In this issue of Blood, Tian et al report that during traumatic brain injury, small membrane vesicles, called microparticles, disseminate procoagulant factors from the brain into the systemic circulation. The delivery appears to occur through the disrupted blood-brain barrier.1
Defects in the coagulation process are common in patients with trauma, mostly due to major blood loss, consumption of coagulation factors, thrombocytopenia, fluid resuscitation, and hypothermia.2 As coagulopathy in trauma is associated with poor outcome, defining the factors that impair blood coagulation in this context is extremely important.
Intrigued by the coagulopathy that accompanies traumatic brain injury, a category of trauma generally not accompanied by heavy blood loss and fluid resuscitation,3 the authors hypothesized that factors generated by the injured brain could disseminate into the blood circulation and impact coagulation. Microparticles are extracellular vesicles measuring ∼0.1 to 1 µm in diameter. They are produced from activated and apoptotic cells by membrane blebbing and fission and can support coagulation through exposure of phosphatidylserine and tissue factor, which is the trigger of the extrinsic pathway of coagulation.4 Although the brain is rich in phosphatidylserine and tissue factor, nothing was known on the impact of brain-derived microparticles on coagulation. The authors thus surmised that microparticles produced in the brain could convey phosphatidylserine and tissue factor into the systemic circulation and thereby impact coagulation.
To verify this hypothesis, the authors modeled trauma brain injury in mice and verified the appearance of brain-derived microparticles in systemic circulation. They observed that concomitant with the arrival of brain-derived microparticles in blood, mice subjected to brain trauma injury developed a hypercoagulable state. The accelerated clotting time was due to microparticles, as their elimination by centrifugation abrogated the effect (see figure). To ensure that the microparticles they detected were indeed of brain origin and not produced in the periphery, the authors confirmed the expression of multiple neuronal and glial markers (neuron specific enolase, glial fibrillary acidic protein, Na+/K+ ATPase α3, and glutamate transporter-1). For comparison, they verified that microparticles shed from platelets, which represent the majority of the microparticles in blood at steady state and might also express a subset of neuronal proteins,5 were absent in this set of markers. As the brain-derived microparticles found in blood circulation expressed phosphatidylserine and tissue factor, one major finding from this study is that microparticles generated from brain injury can pass into the circulation.

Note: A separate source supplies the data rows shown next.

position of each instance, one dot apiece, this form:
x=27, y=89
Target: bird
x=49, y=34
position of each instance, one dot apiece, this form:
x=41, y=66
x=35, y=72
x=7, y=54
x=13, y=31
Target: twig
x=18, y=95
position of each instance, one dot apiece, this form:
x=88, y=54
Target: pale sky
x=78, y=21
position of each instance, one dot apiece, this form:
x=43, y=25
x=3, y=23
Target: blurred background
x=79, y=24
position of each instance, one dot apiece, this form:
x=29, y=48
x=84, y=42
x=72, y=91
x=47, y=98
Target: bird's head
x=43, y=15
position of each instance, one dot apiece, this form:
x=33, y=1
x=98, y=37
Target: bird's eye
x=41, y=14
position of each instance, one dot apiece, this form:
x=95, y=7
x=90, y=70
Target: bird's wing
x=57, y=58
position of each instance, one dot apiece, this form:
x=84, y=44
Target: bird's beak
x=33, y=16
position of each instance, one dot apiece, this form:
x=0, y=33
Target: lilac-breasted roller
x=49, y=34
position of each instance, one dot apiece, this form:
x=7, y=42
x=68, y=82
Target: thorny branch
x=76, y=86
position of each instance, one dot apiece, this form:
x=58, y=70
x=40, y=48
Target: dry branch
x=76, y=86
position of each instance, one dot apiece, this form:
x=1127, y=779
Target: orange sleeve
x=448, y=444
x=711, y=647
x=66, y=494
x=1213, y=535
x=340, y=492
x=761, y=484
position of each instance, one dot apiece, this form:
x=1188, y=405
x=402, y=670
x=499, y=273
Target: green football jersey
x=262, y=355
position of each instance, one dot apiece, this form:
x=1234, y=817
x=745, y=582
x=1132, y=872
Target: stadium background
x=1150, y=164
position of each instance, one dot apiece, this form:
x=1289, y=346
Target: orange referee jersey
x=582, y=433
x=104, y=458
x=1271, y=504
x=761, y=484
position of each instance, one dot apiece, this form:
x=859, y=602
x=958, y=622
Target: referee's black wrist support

Next, the authors went on to confirm the causal role of brain-derived microparticles in the modulation of coagulation. Isolated brain-derived microparticles generated in vitro were highly procoagulant due to surface phosphatidylserine and tissue factor expression. Another mechanism by which brain-derived microparticles may impact blood coagulation is through direct interaction with platelets. Platelets efficiently bound brain-derived microparticles, which triggered platelet activation. Notably, intravenous injection of brain-derived microparticles into uninjured mice led to fibrin deposition in the microvasculature and to fibrinogen consumption. Thus, consistent with the prolonged clotting time seen in trauma patients, the infusion of brain-derived microparticles in mice led to consumptive coagulopathy. Intriguingly, although the mice subjected to traumatic brain injury had a hypercoagulable state, those injected with brain-derived microparticles displayed coagulopathy. The rate at which the brain-derived microparticles were released into the circulation (over time in trauma vs bolus injection), possible qualitative differences between microparticles derived from the traumatic brain in vivo and those produced experimentally in vitro, and a potential contribution of microparticles produced by blood cells during trauma brain injury6 might explain these opposing observations.
One major question that arises is, How do microparticles egress the confined brain environment to reach the systemic circulation? The authors demonstrate that the blood-brain barrier is much more permeable after trauma, potentially facilitating the passage of small components, such as brain-derived microparticles, into the blood. To verify this, they modeled microparticle transmigration through an artificial endothelial barrier and observed that brain-derived microparticles could ramble through disrupted endothelial cell junctions. Activated platelets facilitated this process, possibly through histamine and serotonin, mediators already recognized as highly efficient at creating gaps between endothelial cells with dimensions compatible with those of microparticles.7 That the blood-brain barrier might permit the passage of extracellular vesicles is not new. In fact, other studies suggested that vesicles, biological or synthetic, in blood might invade the brain.8,9 What is novel and counterintuitive in this present study is that this process might not be unidirectional.
Thus, assuming that the mechanism of action of brain-derived microparticles, unveiled in this study, also occurs in humans with trauma brain injury, the authors suggest that the neutralization of the key actor phosphatidylserine, by annexin V or lactadherin, for instance, may have therapeutic value. Furthermore, these observations, which are important for the understanding of coagulopathy in traumatic brain injury, might also be relevant to other disorders in which the blood-brain barrier is more permeable and during which hemostasis is defective.
Conflict-of-interest disclosure: The author declares no competing financial interests.